Publication: Melbourne Herald
Date: 18 February 1937
WHILE Autumn spills her loveliness Where living jewels grow, Full gratitude would I express That, many years ago, From Swedish shores the good Herr Dahl set out for Mexico. IN Mexico, old Mexico, In days gone in the gloom Of centuries, lost years ago, A man long in his tomb — An Aztec garden-lover — toiled to make a garden bloom. AND so — in fancy I prefer To dream — by bed and bower This ancient Aztec amateur Spent many a toilful hour, Until, one day, there bloomed for him a truly magic flower.
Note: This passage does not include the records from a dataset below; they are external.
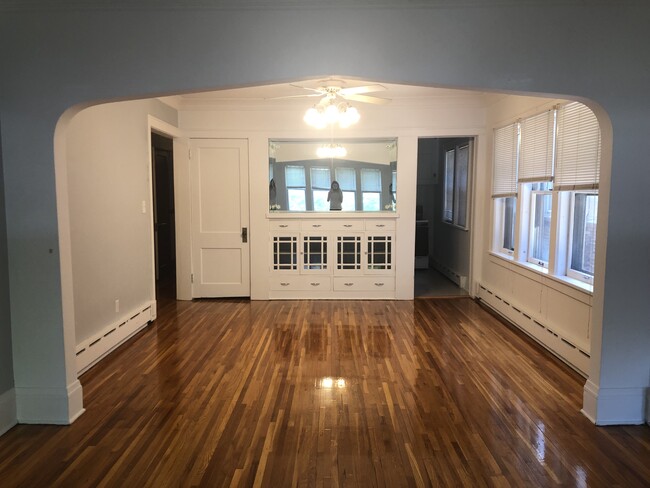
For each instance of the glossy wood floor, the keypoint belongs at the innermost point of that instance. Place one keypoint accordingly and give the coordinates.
(234, 393)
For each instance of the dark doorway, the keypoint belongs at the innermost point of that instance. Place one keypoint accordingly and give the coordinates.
(442, 239)
(162, 166)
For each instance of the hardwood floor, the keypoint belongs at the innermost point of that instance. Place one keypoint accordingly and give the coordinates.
(328, 393)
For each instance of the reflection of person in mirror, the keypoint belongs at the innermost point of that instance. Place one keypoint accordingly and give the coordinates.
(335, 196)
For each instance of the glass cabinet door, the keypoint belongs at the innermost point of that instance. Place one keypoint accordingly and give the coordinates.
(314, 253)
(379, 253)
(285, 253)
(348, 254)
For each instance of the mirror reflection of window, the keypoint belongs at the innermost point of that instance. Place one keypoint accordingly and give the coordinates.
(371, 189)
(302, 175)
(295, 177)
(347, 178)
(320, 185)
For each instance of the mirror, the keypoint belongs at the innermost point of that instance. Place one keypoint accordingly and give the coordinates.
(330, 175)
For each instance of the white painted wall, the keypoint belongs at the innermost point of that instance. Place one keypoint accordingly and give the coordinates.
(562, 309)
(57, 60)
(281, 120)
(109, 178)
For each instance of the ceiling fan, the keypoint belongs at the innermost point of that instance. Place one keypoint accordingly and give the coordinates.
(333, 107)
(330, 90)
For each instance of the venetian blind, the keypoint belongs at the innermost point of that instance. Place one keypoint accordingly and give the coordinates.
(370, 180)
(578, 155)
(504, 172)
(320, 178)
(536, 151)
(295, 176)
(346, 178)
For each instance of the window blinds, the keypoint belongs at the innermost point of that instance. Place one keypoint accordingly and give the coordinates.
(536, 152)
(504, 176)
(295, 176)
(347, 178)
(320, 178)
(578, 156)
(370, 180)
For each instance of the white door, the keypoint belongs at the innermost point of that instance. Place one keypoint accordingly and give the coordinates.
(219, 188)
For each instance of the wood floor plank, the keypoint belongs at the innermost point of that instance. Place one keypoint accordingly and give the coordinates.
(328, 393)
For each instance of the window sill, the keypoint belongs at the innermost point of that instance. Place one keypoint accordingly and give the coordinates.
(540, 270)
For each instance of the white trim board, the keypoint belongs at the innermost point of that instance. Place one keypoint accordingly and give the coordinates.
(94, 349)
(552, 340)
(614, 406)
(8, 417)
(58, 406)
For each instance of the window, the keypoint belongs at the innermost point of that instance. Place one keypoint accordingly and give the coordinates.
(371, 189)
(347, 178)
(582, 247)
(320, 186)
(505, 213)
(540, 224)
(553, 160)
(295, 176)
(454, 209)
(504, 187)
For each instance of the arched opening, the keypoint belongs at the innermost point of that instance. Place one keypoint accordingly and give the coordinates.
(415, 112)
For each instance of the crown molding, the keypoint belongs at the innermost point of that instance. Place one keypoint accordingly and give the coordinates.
(118, 5)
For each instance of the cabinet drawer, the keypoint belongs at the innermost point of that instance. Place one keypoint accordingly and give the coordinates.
(365, 283)
(300, 283)
(288, 225)
(332, 225)
(379, 225)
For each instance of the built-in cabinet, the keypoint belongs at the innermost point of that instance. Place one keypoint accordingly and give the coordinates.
(332, 258)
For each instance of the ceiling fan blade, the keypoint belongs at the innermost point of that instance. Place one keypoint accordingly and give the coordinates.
(357, 90)
(317, 90)
(367, 99)
(296, 96)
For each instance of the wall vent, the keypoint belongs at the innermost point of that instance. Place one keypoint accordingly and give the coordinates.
(562, 347)
(92, 350)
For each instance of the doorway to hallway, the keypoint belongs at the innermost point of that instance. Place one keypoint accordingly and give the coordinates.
(162, 180)
(443, 236)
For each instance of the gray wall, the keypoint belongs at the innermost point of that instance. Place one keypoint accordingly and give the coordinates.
(6, 360)
(53, 60)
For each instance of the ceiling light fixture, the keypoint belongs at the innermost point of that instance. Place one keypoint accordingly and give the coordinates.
(323, 115)
(331, 151)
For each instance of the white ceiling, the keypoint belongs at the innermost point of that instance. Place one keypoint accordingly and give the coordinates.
(273, 94)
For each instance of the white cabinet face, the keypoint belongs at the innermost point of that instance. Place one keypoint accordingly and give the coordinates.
(379, 253)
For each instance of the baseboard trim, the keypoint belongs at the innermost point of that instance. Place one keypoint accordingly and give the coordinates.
(590, 401)
(461, 281)
(565, 348)
(96, 348)
(57, 406)
(614, 406)
(8, 417)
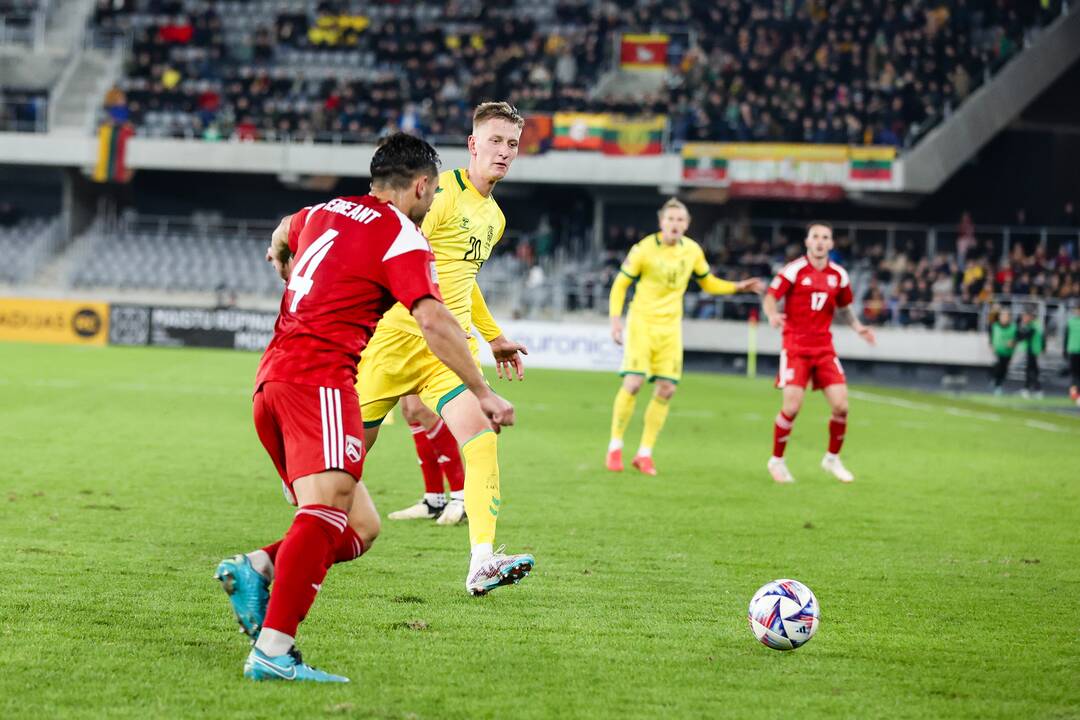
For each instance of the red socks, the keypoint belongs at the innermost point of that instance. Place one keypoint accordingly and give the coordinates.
(781, 431)
(300, 565)
(837, 426)
(429, 460)
(449, 457)
(349, 548)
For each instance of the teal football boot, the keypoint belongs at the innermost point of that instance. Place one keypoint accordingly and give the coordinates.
(260, 666)
(248, 593)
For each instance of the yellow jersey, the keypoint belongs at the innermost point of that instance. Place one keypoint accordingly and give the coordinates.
(462, 227)
(662, 273)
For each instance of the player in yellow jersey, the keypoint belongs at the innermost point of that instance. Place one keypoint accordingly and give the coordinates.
(661, 265)
(463, 225)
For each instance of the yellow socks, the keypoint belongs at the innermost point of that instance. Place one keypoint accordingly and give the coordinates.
(482, 486)
(621, 415)
(655, 417)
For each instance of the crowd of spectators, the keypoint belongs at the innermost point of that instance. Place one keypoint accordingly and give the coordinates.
(854, 71)
(796, 70)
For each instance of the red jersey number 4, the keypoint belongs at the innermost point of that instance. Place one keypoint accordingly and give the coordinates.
(301, 282)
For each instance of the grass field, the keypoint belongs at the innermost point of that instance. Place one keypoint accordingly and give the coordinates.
(947, 572)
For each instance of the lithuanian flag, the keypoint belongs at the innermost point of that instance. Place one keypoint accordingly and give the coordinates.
(580, 131)
(634, 136)
(643, 52)
(111, 149)
(872, 163)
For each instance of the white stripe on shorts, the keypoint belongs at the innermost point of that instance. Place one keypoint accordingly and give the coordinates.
(326, 439)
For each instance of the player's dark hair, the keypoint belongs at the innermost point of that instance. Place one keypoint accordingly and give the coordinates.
(817, 223)
(400, 159)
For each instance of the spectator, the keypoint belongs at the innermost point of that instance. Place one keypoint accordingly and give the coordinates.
(1029, 337)
(1002, 342)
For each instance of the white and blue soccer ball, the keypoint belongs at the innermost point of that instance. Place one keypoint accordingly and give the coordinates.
(783, 614)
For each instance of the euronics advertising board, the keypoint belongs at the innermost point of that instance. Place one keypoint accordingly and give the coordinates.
(562, 345)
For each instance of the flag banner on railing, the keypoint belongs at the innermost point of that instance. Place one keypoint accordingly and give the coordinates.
(634, 136)
(111, 151)
(705, 165)
(537, 135)
(787, 171)
(873, 163)
(580, 131)
(643, 52)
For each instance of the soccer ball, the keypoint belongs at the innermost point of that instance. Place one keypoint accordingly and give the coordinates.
(783, 614)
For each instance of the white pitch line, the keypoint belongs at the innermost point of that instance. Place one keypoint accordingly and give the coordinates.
(948, 409)
(1045, 425)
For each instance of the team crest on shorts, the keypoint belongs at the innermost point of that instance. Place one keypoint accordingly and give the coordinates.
(353, 448)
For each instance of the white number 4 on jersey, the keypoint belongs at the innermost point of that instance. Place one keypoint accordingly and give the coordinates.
(300, 282)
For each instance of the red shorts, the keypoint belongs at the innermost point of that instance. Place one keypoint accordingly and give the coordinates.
(308, 430)
(823, 368)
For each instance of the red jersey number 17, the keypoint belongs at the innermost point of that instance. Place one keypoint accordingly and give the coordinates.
(300, 282)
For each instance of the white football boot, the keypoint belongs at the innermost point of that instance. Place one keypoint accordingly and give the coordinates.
(497, 570)
(779, 471)
(454, 513)
(832, 464)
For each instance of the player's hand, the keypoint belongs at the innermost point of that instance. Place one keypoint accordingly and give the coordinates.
(617, 330)
(755, 285)
(498, 411)
(508, 357)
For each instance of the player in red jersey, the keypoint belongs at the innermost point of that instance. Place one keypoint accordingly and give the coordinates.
(347, 261)
(813, 289)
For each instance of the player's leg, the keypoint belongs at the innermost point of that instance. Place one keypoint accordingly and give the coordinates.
(634, 370)
(447, 458)
(245, 579)
(999, 371)
(1031, 375)
(792, 379)
(488, 569)
(302, 559)
(430, 506)
(836, 394)
(1075, 379)
(625, 398)
(656, 415)
(665, 370)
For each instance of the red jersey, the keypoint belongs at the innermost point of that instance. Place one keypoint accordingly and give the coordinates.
(353, 258)
(810, 298)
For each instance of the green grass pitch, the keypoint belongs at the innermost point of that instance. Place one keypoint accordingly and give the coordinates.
(947, 572)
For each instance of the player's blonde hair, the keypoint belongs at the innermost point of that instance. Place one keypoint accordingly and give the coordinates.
(676, 203)
(487, 111)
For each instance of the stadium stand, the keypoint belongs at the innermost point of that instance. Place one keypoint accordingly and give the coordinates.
(26, 245)
(796, 71)
(17, 18)
(24, 110)
(150, 254)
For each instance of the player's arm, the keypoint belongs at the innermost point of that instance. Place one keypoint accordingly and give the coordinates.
(714, 285)
(283, 244)
(770, 306)
(508, 354)
(446, 340)
(629, 273)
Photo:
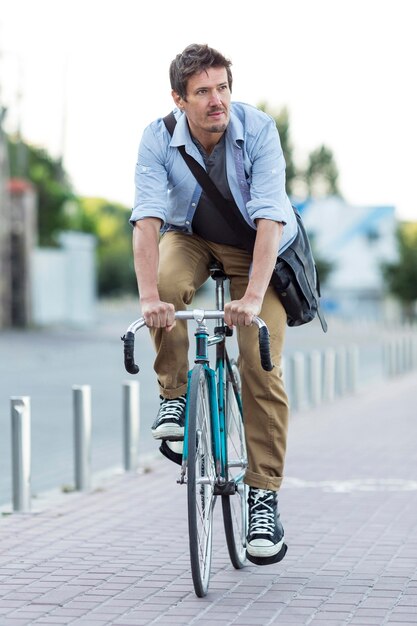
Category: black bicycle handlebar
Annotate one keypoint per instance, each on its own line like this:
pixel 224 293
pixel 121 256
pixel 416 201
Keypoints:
pixel 198 315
TOO soon the ruthless Spaniard came, Man’s progress to impress, Till that old race was but a name. Yet, out of death’s distress, Seed wafted from the magic bloom into the wilderness. AND hither, after many a year, Had shaped the land anew, Came Dahl, to rediscover here The bloom an Aztec grew, And rescue from the wilderness beauty for me and you. NOW, when I walk the garden’s ways In this, a newer land, And see the wondrous colors blaze And burn at every hand, I bless good Dahl and that vague ghost who all this magic planned. BY bordered path and garden bed Glow blossoms great and small, Huge blooms lift each a lovely head On stems serenely tall O’er clustered pompones crimped and shaped each to a perfect ball. AND now, when Autumn comes to boast Of joys that Summer missed, I would stand forth and pledge a toast To Dahl, the botanist, And that strange being lost in time, the Aztec alchemist.